Numbers of differentially modified regions in P. fortunei with phytoplasma infection compared to P. fortunei for H3K4me3, H3K36me3 and H3K9ac marks

Fig. 7
figure 7

Venn diagram of differentially modified genes by H3K4me3, H3K36me3 and H3K9ac marks in P. fortunei with phytoplasma infection compared to P. fortunei

Fig. 8
figure 8

GO analysis of genes differentially modified by H3K4me3, H3K36me3 and H3K9ac marks under phytoplasma stress

Fig. 9
figure 9

Pathway analysis of differentially modified genes by H3K4me3 (a), H3K36me3 (b) and H3K9ac (c) marks under phytoplasma stress. Top 20 pathways are shown in the figure

Fig. 10
figure 10

Validation of the ChIP-Seq analysis by ChIP-qPCR. a The results obtained by ChIP-qPCR. The DNA levels were normalized to input. H3K4me3: PAU023777.1, transcription factor MYC2; PAU023783.1, senescence-induced receptor-like serine/threonine-protein kinase; PAU017479.1, WRKY transcription factor 33; PAU019652.1, calcium-binding protein CML. H3K36me3: PAU003097.1, calmodulin; PAU019289.1, cyclic nucleotide gated channel; PAU007891.1, trans-cinnamate 4-monooxygenase; PAU019956.1, cinnamyl-alcohol dehydrogenase. H3K9ac: PAU012487.1, disease resistance protein RPM1; PAU023783.1, senescence-induced receptor-like serine/threonine-protein kinase; PAU023214.1, nitric-oxide synthase; PAU029105.1, trans-cinnamate 4-monooxygenase. b Changes of histone modifications derived from ChIP-Seq

Correlation analysis of histone modification alterations with differential gene expression in response to phytoplasma in Paulownia

In our previous study, we have investigated the transcriptional changes in P. fortunei under phytoplasma stress, and significantly differentially expressed genes (DEGs) responsive to phytoplasma infection were identified by using the criteria of |log2 ratio| ≥ 1 and FDR < 0.001 [63]. Previous studies have proposed that H3K4me3, H3K9ac and H3K36me3 marks are associated with transcriptional activation. Here, we used these transcriptome datasets to examine whether the gene expression changes correlate with the changes of histone modifications in PFI. By using our RNA-Seq and ChIP-Seq datasets, we found that only 16.8% (292 of 1738), 18.1% (178 of 986), 16.8% (434 of 2577) genes differentially modified by H3K4me3, H3K36me3, and H3K9ac, were also responsive to phytoplasma at transcriptional level, respectively (data not shown). These results indicated that the transcriptional regulation of histone modifications only affected a small portion of phytoplasma-responsive genes. KEGG analysis suggested that these genes mainly participated in metabolic pathways, biosynthesis of secondary metabolites, phenylpropanoid biosynthesis, endocytosis, plant-pathogen interaction or plant hormone signal transduction (Additional file 3: Figure S1).
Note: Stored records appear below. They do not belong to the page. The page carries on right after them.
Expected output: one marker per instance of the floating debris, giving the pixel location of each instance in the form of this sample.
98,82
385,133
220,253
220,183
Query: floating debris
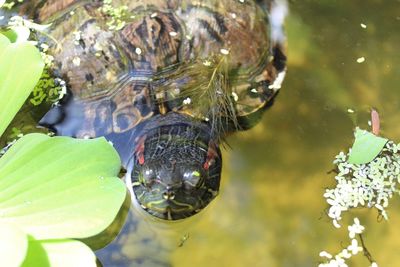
76,61
224,51
138,51
360,59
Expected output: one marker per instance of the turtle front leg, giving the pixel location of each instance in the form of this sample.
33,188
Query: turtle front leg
258,94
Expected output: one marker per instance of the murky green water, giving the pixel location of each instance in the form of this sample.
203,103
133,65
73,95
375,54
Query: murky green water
270,211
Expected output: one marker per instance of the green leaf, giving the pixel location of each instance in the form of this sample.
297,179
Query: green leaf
58,253
366,147
60,187
13,245
20,69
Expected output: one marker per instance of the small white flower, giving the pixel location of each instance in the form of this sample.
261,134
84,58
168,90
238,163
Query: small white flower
354,248
325,254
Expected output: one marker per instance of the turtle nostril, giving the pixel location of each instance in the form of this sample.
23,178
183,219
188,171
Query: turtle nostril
168,195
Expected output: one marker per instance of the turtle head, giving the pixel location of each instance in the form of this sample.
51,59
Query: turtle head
176,167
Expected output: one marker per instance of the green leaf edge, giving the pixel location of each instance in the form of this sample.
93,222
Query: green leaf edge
366,147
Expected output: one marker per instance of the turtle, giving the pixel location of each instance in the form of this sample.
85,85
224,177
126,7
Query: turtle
165,81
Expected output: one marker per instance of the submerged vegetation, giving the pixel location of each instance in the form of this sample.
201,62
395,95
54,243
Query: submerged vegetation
44,179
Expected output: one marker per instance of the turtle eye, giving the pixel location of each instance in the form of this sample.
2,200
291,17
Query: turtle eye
148,176
192,179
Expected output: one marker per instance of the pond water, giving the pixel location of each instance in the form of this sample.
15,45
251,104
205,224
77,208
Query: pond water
270,211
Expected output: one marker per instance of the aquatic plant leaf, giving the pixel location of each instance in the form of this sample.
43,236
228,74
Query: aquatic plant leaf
13,245
20,69
366,147
60,187
58,253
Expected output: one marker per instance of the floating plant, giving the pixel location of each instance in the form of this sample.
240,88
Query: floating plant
367,176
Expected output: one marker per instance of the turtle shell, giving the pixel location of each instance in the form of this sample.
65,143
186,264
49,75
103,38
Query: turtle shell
214,60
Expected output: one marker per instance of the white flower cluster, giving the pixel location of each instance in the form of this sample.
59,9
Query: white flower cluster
364,185
339,260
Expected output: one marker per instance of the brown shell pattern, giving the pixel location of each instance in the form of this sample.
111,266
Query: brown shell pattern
119,78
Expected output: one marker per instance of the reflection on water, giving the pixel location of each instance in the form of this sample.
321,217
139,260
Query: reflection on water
270,211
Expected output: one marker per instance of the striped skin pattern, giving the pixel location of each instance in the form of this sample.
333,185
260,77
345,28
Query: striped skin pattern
213,63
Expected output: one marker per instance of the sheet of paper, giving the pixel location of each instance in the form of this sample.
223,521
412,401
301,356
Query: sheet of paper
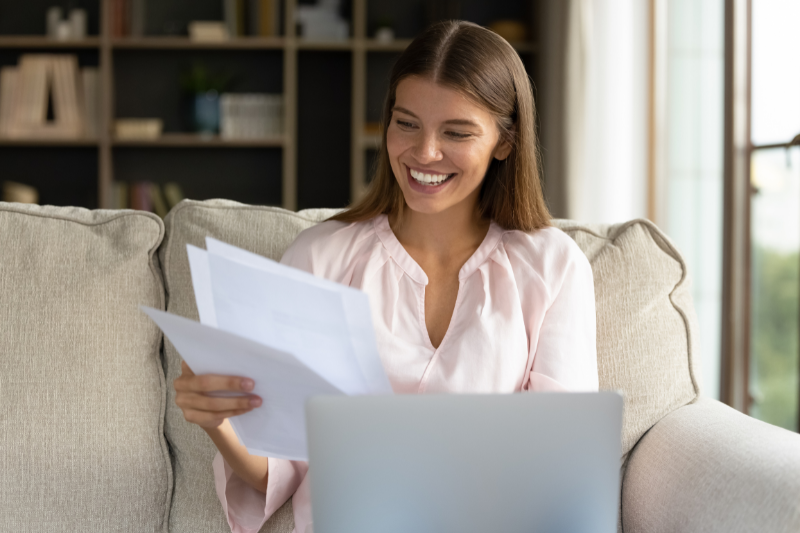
277,428
201,283
292,316
354,302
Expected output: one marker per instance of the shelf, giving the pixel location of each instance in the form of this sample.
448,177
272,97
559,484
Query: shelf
184,43
398,45
6,141
306,44
371,141
41,41
191,140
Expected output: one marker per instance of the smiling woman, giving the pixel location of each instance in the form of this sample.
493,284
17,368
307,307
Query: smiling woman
484,81
470,288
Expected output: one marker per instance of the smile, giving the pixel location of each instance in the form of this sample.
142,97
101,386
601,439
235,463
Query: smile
429,179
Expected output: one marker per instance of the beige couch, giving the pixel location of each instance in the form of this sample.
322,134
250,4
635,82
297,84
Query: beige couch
91,440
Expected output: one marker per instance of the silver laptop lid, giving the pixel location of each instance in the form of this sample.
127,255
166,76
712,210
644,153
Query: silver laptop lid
531,462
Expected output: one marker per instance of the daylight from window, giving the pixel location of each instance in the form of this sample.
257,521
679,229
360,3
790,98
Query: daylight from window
775,213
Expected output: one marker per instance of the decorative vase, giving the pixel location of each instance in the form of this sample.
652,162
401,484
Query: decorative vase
206,112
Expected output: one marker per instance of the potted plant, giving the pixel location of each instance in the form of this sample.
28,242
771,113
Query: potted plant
202,88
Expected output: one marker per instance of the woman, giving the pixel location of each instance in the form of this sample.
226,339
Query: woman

Next, by comparing ChIP-Seq dataset with our previous DNA methylation and microRNA (miRNA) datasets, we noticed that 50.2% (872 of 1738), 41.5% (409 of 986) and 53.4% (1376 of 2577) genes differentially targeted by H3K4me3, H3K36me3 and H3K9ac respectively were also differentially modified by DNA methylation (data not shown), and 2.0% (34 of 1738), 1.2% (12 of 986) and 1.6% (40 of 2577) genes differentially occupied by H3K4me3, H3K36me3 and H3K9ac respectively were differentially targeted by miRNAs as well (data not shown). KEGG analysis revealed that these genes were mainly involved in metabolic pathways, biosynthesis of secondary metabolites, plant-pathogen interaction, RNA transport, phenylpropanoid biosynthesis or plant hormone signal transduction (Additional file 4: Figure S2; Additional file 5: Figure S3). Taken together, these results indicated a multi-level regulation of gene expression in response to phytoplasma infection. In addition to histone modifications, another two epigenetic regulation mechanisms, DNA methylation and small RNAs may also play an important role in gene expression.
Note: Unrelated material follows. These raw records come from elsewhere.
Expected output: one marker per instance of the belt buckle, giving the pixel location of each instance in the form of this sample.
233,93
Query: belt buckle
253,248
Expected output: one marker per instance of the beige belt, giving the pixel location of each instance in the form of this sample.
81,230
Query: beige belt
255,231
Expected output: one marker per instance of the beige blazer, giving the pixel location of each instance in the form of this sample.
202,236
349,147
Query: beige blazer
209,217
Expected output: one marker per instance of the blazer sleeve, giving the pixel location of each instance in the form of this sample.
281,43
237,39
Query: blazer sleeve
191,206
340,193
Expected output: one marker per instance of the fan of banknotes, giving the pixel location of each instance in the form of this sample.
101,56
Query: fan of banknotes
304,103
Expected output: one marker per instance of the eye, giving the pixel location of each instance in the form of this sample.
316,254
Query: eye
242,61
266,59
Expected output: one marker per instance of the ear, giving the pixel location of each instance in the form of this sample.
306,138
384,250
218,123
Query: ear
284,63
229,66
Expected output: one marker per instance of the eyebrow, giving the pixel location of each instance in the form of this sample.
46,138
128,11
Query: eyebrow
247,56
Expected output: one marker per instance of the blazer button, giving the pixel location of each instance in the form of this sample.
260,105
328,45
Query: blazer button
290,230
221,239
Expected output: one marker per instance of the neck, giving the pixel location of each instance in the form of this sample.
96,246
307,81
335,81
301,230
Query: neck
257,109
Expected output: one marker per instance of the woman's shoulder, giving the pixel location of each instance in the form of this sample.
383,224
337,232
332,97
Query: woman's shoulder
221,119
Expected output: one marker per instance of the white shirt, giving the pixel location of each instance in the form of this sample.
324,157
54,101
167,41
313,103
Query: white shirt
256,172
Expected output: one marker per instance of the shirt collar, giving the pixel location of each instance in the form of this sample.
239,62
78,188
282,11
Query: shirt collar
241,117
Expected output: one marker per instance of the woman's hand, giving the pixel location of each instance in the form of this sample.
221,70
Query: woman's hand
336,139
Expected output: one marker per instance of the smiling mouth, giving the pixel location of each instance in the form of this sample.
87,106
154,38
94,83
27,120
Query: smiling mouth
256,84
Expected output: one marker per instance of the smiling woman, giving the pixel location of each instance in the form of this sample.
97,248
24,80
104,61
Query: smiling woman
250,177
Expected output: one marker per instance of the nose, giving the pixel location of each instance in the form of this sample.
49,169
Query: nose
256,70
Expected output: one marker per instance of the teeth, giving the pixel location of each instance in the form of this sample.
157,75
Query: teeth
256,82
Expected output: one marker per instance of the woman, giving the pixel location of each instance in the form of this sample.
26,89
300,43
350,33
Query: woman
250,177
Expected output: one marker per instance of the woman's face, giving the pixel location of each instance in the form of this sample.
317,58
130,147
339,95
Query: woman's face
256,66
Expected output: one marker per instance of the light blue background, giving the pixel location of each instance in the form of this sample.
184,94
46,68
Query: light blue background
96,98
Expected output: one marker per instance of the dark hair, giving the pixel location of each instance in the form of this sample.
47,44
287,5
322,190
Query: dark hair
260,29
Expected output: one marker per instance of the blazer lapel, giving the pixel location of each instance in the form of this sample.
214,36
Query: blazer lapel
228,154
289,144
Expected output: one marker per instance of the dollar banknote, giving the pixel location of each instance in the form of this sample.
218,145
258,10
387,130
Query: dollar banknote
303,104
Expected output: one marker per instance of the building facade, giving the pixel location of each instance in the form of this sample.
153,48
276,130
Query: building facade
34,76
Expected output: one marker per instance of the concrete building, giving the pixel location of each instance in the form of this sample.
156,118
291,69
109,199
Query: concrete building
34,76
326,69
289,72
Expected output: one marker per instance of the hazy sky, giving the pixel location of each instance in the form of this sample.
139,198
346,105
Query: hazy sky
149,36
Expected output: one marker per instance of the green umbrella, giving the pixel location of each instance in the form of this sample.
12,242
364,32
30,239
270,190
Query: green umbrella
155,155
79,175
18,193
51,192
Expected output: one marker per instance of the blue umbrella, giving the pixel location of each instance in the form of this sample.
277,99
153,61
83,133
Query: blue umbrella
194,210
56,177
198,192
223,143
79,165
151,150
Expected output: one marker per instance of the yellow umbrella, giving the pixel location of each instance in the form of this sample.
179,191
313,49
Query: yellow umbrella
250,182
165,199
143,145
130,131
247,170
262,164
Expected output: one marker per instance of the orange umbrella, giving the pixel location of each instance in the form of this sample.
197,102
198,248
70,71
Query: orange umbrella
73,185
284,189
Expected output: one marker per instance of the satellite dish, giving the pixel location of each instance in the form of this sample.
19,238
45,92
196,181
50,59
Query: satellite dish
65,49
To examine the influence of histone modifications on gene expression after phytoplasma infection, we focused on the DMGs in PFI with corresponding changes in gene expression. We noticed that 9 genes involved in plant-pathogen interaction, 7 genes participating in plant hormone signal transduction and 5 genes associated with phenylpropanoid biosynthesis showed alterations in both gene expression and histone modification (Additional file 6: Table S4; Additional file 7: Table S5; Additional file 8: Table S6), which may function in Paulownia defense response to phytoplasma, including brassinosteroid insensitive 1-associated receptor kinase 1 (BAK1, PAU001471.1), calcium-binding protein CML (CML, PAU019652.1), WRKY transcription factor 33 (WRKY 33, PAU017479.1), disease resistance protein RPM1 (PAU012487.1), transcription factor MYC2 (PAU023777.1), abscisic acid receptor PYR/PYL family (PAU019318.1), trans-cinnamate 4-monooxygenase (CYP73A, PAU022387.1, PAU029105.1, PAU007891.1), and shikimate O-hydroxycinnamoyltransferase (HCT, PAU019079.1).

Discussion

PaWB disease is a serious infectious disease caused by phytoplasma, leading great economic loss for Paulownia industry. Our previous studies have provided valuable information on the molecular response of Paulownia to phytoplasma [49,50,51,52]. Recently, a growing body of evidence suggests that histone methylation and acetylation have all been implicated in the transcriptional regulation of plant defense responses against pathogens infection [20]. And thus, it is likely that the defense responses of Paulownia to phytoplasma would also be linked to the changes in the three well-studied histone marks, H3K4me3, H3K36me3 and H3K9ac, which positively correlate with gene expression. However, very limited information is available about this. To address this question, we investigated the genome-wide modification patterns of H3K4me3, H3K36me3 and H3K9ac in Paulownia, and compared them between PF and PFI by using ChIP-Seq approach. Meanwhile, the genome-wide modification changes of these histone marks were also compared with the genome-wide differential gene expression profiles.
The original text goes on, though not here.